CSS was first developed in 1997 to separate the structural aspects of web design from the visual. While the information for all of the content and its placement, along with the internal and external links found within a page is controlled by the HTML documents, the CSS acts as a kind of filter that modifies the look and feel of the elements on the page. Everything from colors, to background images, to borders around bounding boxes and frames, along with pretty much every other element found on a site can be modified and tweaked to the designer’s preferences.

Real-World Benefits

The separation of the structure and content in web design was a revolution in terms of what was possible for designers to accomplish. The introduction of CSS helped in many ways.

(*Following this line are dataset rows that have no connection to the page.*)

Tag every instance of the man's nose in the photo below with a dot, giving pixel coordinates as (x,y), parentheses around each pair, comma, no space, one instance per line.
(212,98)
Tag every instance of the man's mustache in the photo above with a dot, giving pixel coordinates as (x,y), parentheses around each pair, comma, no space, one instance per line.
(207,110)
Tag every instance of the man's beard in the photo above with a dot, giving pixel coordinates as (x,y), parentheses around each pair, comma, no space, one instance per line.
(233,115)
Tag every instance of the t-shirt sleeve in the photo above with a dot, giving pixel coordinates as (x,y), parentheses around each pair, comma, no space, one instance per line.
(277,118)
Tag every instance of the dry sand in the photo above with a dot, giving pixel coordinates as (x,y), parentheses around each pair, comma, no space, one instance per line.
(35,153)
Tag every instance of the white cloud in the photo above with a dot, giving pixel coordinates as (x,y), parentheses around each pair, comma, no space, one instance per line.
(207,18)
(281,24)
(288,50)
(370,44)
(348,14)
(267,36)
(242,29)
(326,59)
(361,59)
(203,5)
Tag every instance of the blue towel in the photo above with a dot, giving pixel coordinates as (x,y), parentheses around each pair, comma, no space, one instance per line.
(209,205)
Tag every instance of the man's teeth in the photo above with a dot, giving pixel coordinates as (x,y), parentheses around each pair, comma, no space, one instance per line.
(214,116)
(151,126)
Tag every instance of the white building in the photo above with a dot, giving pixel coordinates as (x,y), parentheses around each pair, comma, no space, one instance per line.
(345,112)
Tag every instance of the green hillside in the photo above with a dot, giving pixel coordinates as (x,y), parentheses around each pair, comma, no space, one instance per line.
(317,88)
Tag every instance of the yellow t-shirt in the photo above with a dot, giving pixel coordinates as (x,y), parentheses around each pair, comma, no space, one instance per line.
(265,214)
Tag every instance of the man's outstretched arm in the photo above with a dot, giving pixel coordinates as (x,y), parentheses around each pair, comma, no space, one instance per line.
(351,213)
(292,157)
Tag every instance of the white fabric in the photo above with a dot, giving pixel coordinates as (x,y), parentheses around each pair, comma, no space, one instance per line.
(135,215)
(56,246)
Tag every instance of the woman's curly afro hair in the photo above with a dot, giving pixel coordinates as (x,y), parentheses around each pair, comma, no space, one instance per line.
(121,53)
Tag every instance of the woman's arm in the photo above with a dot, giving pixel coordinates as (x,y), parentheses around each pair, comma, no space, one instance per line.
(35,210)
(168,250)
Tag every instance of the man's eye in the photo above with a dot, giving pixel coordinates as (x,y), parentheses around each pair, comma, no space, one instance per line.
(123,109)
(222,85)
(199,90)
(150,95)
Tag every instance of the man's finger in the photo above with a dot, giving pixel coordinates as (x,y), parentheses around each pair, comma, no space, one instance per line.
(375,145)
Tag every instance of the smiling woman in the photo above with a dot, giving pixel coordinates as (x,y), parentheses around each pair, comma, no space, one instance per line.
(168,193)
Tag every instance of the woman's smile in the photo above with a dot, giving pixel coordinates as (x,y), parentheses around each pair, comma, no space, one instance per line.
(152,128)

One of the most apparent benefits was the ability to control a whole library of documents by simply modifying one style sheet. This made it possible to do the same work in a matter of minutes that it previously took days, and in some cases weeks to complete. It also became much easier to control the finer points of the layout. The added features and tweaks provided ways to change just about every aspect of the layout which is something that the HTML files could not do.

Nowadays, it is not even a question as to whether or not CSS should be a part of the web page design. The ability to control everything on a website to the very last detail makes CSS an invaluable tool. Moreover, there is no necessity to change any of the base, structural part of the web page which means is that designers can make sweeping changes to the look and feel of a site very quickly by changing the modifiers in the CSS. It is also safer to use them as any mistakes made can be undone without causing any long-term negative effects in the core code.